I thank God for every experience I have glimpsed of this in action around the world.
They committed themselves to the teaching of the apostles, the life together, the common meal, and the prayers.
Everyone around was in awe—all those wonders and signs done through the apostles! And all the believers lived in a wonderful harmony, holding everything in common. They sold whatever they owned and pooled their resources so that each person's need was met.
They followed a daily discipline of worship in the Temple followed by meals at home, every meal a celebration, exuberant and joyful, as they praised God. People in general liked what they saw. Every day their number grew as God added those who were saved.
We need to learn what it means to be the people of God in the world today. This is not as difficult as it sounds. Some things have characterised being the people of God from the first days of the church until now. The challenge is to have confidence in those things as the foundation but to imagine how it can be fleshed out in vibrant living today.
We are not to try to run the everything store. We need clarity of vision and commitment to build on the one foundation. I want to serve the purpose of God in my generation. I want something which is biblical, authentic and engaged.
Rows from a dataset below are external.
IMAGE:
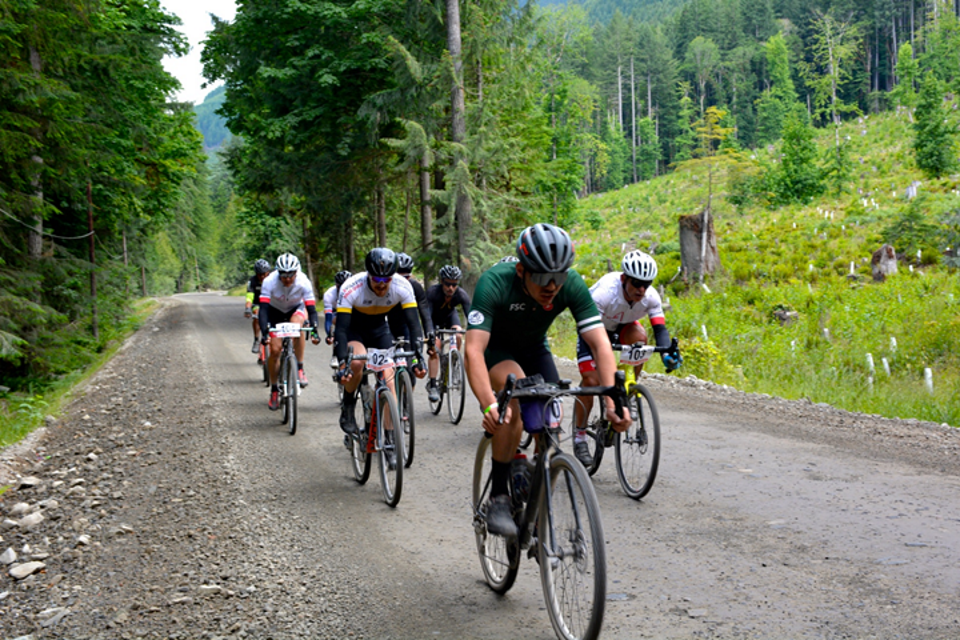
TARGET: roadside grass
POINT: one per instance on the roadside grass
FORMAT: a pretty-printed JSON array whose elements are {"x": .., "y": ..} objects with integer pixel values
[
  {"x": 812, "y": 259},
  {"x": 20, "y": 414}
]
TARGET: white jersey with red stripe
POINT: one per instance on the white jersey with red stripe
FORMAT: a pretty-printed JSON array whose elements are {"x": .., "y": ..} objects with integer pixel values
[
  {"x": 615, "y": 310},
  {"x": 330, "y": 299},
  {"x": 356, "y": 295},
  {"x": 287, "y": 298}
]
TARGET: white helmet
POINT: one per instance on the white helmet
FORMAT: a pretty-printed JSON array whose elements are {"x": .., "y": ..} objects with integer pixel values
[
  {"x": 640, "y": 265},
  {"x": 288, "y": 263}
]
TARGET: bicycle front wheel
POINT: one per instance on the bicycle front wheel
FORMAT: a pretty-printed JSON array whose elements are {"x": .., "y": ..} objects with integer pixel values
[
  {"x": 436, "y": 406},
  {"x": 456, "y": 387},
  {"x": 357, "y": 443},
  {"x": 499, "y": 558},
  {"x": 391, "y": 447},
  {"x": 572, "y": 553},
  {"x": 407, "y": 419},
  {"x": 292, "y": 391},
  {"x": 638, "y": 450}
]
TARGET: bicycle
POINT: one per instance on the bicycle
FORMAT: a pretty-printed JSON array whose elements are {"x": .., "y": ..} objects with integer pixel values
[
  {"x": 637, "y": 450},
  {"x": 288, "y": 380},
  {"x": 378, "y": 404},
  {"x": 404, "y": 386},
  {"x": 558, "y": 516},
  {"x": 452, "y": 379}
]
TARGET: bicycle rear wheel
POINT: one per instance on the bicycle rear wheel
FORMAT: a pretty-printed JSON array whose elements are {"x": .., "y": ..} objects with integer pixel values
[
  {"x": 391, "y": 476},
  {"x": 407, "y": 418},
  {"x": 573, "y": 567},
  {"x": 456, "y": 387},
  {"x": 499, "y": 558},
  {"x": 638, "y": 450},
  {"x": 357, "y": 443},
  {"x": 292, "y": 391}
]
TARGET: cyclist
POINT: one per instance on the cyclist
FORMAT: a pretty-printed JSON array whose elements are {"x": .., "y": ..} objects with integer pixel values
[
  {"x": 330, "y": 304},
  {"x": 365, "y": 299},
  {"x": 513, "y": 306},
  {"x": 442, "y": 301},
  {"x": 398, "y": 325},
  {"x": 286, "y": 296},
  {"x": 623, "y": 298},
  {"x": 261, "y": 269}
]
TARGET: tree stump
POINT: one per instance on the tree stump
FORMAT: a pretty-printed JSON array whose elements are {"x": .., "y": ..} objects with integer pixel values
[
  {"x": 883, "y": 263},
  {"x": 691, "y": 235}
]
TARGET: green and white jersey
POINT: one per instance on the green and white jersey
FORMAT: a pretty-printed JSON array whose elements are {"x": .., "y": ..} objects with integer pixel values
[{"x": 515, "y": 320}]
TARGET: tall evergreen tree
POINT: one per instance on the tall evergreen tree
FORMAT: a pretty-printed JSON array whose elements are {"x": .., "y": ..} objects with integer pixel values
[{"x": 935, "y": 142}]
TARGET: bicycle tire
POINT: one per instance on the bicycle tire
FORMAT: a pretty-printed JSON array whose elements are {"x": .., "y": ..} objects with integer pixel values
[
  {"x": 283, "y": 383},
  {"x": 391, "y": 480},
  {"x": 265, "y": 365},
  {"x": 359, "y": 458},
  {"x": 456, "y": 389},
  {"x": 293, "y": 388},
  {"x": 595, "y": 426},
  {"x": 436, "y": 406},
  {"x": 499, "y": 558},
  {"x": 638, "y": 452},
  {"x": 573, "y": 569},
  {"x": 407, "y": 417}
]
I am not tired of going to church but I am tired of being treated as if church is something I go to rather than people I belong with. Why is so much effort expended organising the few hours we spend together and so little resourcing the time we spend apart?
This sign is a topical response and it kind of makes sense. But isn't that a bus stop?
Starting with what we know is a good place to start if we don't want to miss the boat -or the bus.